*  *  *

「先ほどはごめんなさい。リョウの言ってることがわからなくて、侍女に教えてもらっていたの」

 ハンシイ姫は宮廷言葉を使わなかった。服装も礼服から普段着に着替えて、くつろいだ様子だ。

「えっと……リョウは、わたしを王にさせたくないから、自分だけでオクトと戦うつもりなの?」
「左様でございます、王女殿下」
「その呼び方は、きゅうくつで嫌い。姫って呼んで。シホもそうしてる」

 オレの隣りにいるシホが軽く頭を下げる。私室では謁見の間のような儀礼は必要ないらしい。国に君臨する王の一族、ではなく私人として話すために、姫はこの部屋に呼んだということか。

「では姫様。その通りです。オクト退治は私たちがやります。姫様は、今はまだよく遊び、よく学んで下さい」

 リョウも口調を崩して応対した。

「うん、わかった。ありがとう!」

 宮廷言葉を話さないハンシイ姫は、どこかあどけなく、舌っ足らずで、村の子供達や元の世界の小学生とかわらない年相応の少女だった。

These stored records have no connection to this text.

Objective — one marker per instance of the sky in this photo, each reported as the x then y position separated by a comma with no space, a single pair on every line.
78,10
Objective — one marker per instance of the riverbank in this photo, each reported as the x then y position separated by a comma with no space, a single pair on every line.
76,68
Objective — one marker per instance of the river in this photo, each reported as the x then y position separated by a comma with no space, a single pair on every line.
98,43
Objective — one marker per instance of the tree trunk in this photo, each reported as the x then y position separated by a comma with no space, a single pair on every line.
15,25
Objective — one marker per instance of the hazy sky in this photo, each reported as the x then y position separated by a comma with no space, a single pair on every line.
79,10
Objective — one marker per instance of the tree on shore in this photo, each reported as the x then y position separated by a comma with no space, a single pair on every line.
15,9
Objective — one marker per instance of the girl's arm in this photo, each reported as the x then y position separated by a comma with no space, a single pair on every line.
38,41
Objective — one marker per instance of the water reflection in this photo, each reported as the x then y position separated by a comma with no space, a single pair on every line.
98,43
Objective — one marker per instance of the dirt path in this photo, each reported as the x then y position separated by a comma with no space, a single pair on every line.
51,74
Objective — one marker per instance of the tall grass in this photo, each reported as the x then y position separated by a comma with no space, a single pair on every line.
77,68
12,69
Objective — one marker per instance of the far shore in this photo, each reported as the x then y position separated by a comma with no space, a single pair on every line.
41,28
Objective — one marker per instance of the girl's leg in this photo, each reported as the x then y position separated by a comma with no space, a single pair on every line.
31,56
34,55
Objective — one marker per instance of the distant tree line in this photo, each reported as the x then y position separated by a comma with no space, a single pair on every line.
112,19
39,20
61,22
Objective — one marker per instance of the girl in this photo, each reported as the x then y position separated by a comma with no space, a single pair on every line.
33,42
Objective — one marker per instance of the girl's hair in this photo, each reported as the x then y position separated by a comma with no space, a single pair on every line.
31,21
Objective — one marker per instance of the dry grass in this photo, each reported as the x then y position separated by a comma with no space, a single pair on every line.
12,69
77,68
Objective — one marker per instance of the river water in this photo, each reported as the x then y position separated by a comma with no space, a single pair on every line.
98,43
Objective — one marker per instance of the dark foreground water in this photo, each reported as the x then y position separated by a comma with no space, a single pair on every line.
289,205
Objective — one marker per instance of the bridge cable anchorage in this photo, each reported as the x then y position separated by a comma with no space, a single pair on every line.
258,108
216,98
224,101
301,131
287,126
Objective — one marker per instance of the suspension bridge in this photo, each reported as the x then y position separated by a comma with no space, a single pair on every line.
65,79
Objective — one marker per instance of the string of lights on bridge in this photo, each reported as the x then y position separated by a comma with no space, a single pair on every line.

「……けど、侍女から聞いたの。わたしの名前でなければ、兵を集められないのでしょう?」
「それでしたら」

 今度はオレが口を開く。謁見時に会話できるのはリョウ1名のみと言われていたけど、この場ならそれを守る必要もないだろう。

「なにか、お父上に贈られたものはありませんか? お父上の形見をお貸しくだされば、オレたちが姫様の代理であることを証明できるかと」
「それなら待ってて!」

 姫はくるりと後ろを向き、木彫りのトルソーにかけられた礼服に、トトトっとかけよった。そしていそいそと礼服から何かを取り外している。本当にごく普通の9歳の女の子だ。確かにこんな子を戦争の責任者にしてはいけない。

「これはどう? 今年の誕生日に父上からもらったメダル。謁見ではこれをつけるように言われているの」

 礼服に付けられていたメダルだった。中央には王宮の国章が刻印され、周りに花びらのような布飾りがあしらわれている。

「シホさん、これは?」
「王子様や姫様が、公式の場で身につけるメダルです。『ミトレム』と呼ばれています」
「ミトレム……オベロン王の歴史書にも出てきたな。王権の象徴だって」

 まさしく今の俺達が必要としているものだった。オレは姫様からその直径7~8センチほどの丸い金属板を受け取った。ずしりとした重みが手に伝わってくる。